I am China. I will not be moved.

"I will take Lee Ha-Eung, your son as my ward."

"Do as you wish."

Silla's voice was brittle now, laced with bitterness and poison as she spoke.

"You are heartless, China."

I am not heartless.

"You killed her fathers. You take care of Japan and Taiwan. And yet you cannot, no, will not take care of my blood."

Japan and Taiwan... But I cannot... And yet I... I will suffer.

"FINE! DO IT YOUR WAY! I WILL TAKE BOTH!"

He had never yelled before, not to his tyrannical father nor to his Emperors nor the idiotical visiors.

"What?"

Silla's expression was that of shock—he could not understand her, he was fulfilling her wish and now she looked as if the dead had risen from the grave.

"You are China. You do as you please."

"I am doing as I please."

Yao snapped as the maids around them quaked at the noise, at the sudden change in atmosphere and the words that settled in the air.

"But...you.."

"I have a conscience!"

Yao grabbed one of the ladies-in-waiting by the arm—he no longer needed to be gentle, he had no more strength to put on a mask.

"You—you will prepare for my departure tomorrow. You will make sure that my wards have a comfortable journey. Are we clear?"

"Y...yes..."

The servant ran for it, not bothering to look back at all out of fear.

"I... Yao-nim..."

"Silla, I am taking both of your children as you wished. And this is my final stand."

Leaving the flustered nation behind, he walked into the guest room that was prepared for him, and threw himself on the bed.Unchinalike behavior. Something more like that scoundrel Goguryeo would have done.

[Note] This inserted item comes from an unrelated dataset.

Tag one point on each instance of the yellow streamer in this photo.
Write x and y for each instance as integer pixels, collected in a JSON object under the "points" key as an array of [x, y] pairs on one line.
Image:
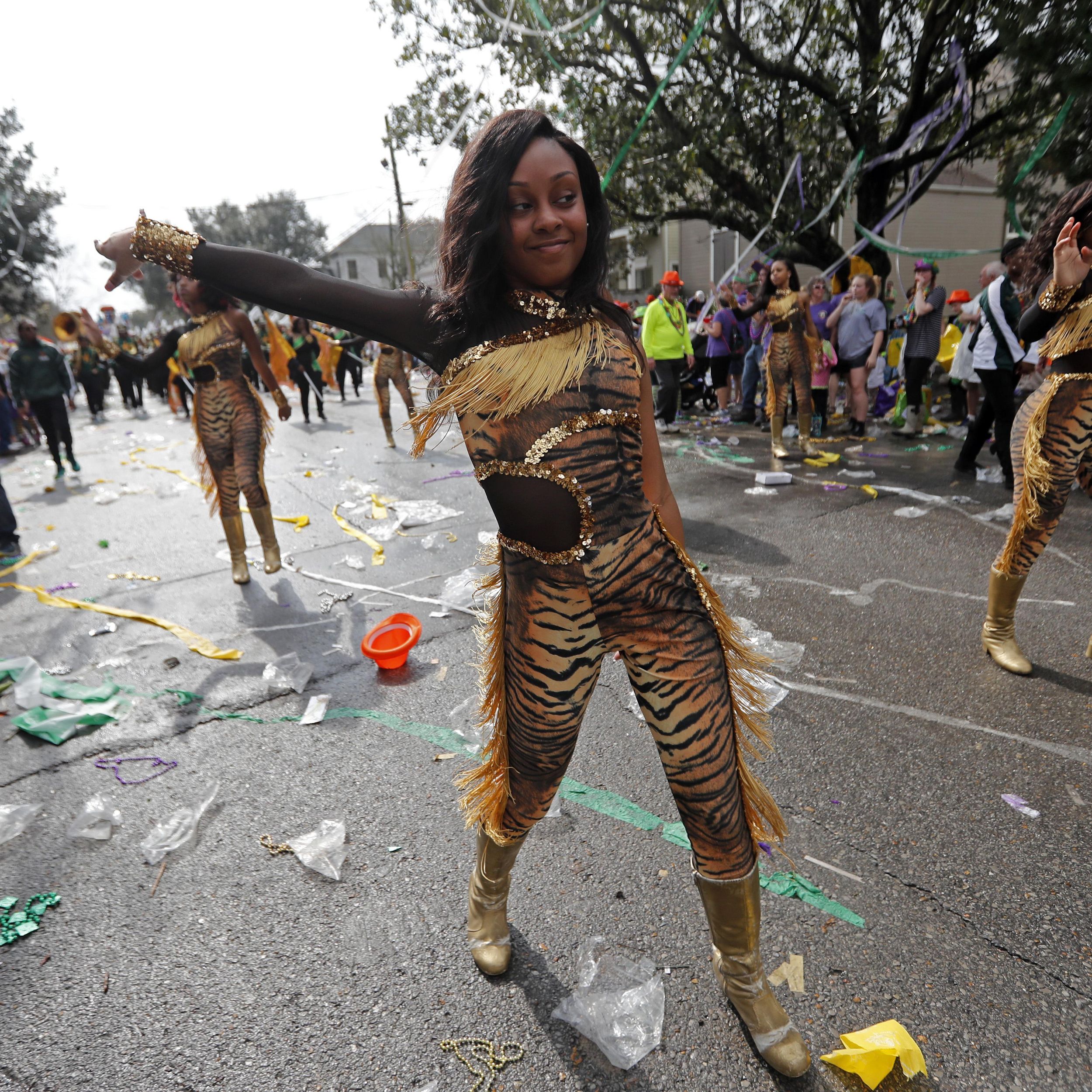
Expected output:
{"points": [[377, 549], [194, 641]]}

He wasn't doing this because he was generous. He wasn't taking Silla's children in because he cared for Silla. He wouldn't have minded caring for Silla, but the spawn of the two biggest fools in the world? No. Even if he cared for her. The real reason he was doing this-why he had changed his mind-it was so obvious.

These children would care more about him than Silla would have ever done. They would worship him, admire him, quake before him, andlovehim. It would be safer to have both children. What if one of the other countries took the girl? He didn't want competition for the Korean peninsula. Yes, they could say he was selfish. But he was the great China. He needed the Korean support, and that was how China returned with two children instead of coming alone.


I know China's supposed to be the warm big brother character. But I wanted to make him into a calculating character in here based on actual history where he successfully destroys other lands, enlarges his territory and lives on—successfully. No, I do not dislike China! It's so that I can show you how he warms, and gradually changes.

REVISED: Yes, I have revised and rewrote this chapter—each of the chapters will be revised and rewritten, and this will be the first part of the four parts, Slumber—the second being Dreams and the third being Awakening. The fourth is a secret! CS is a very special story to me; I hope you will enjoy my revised work.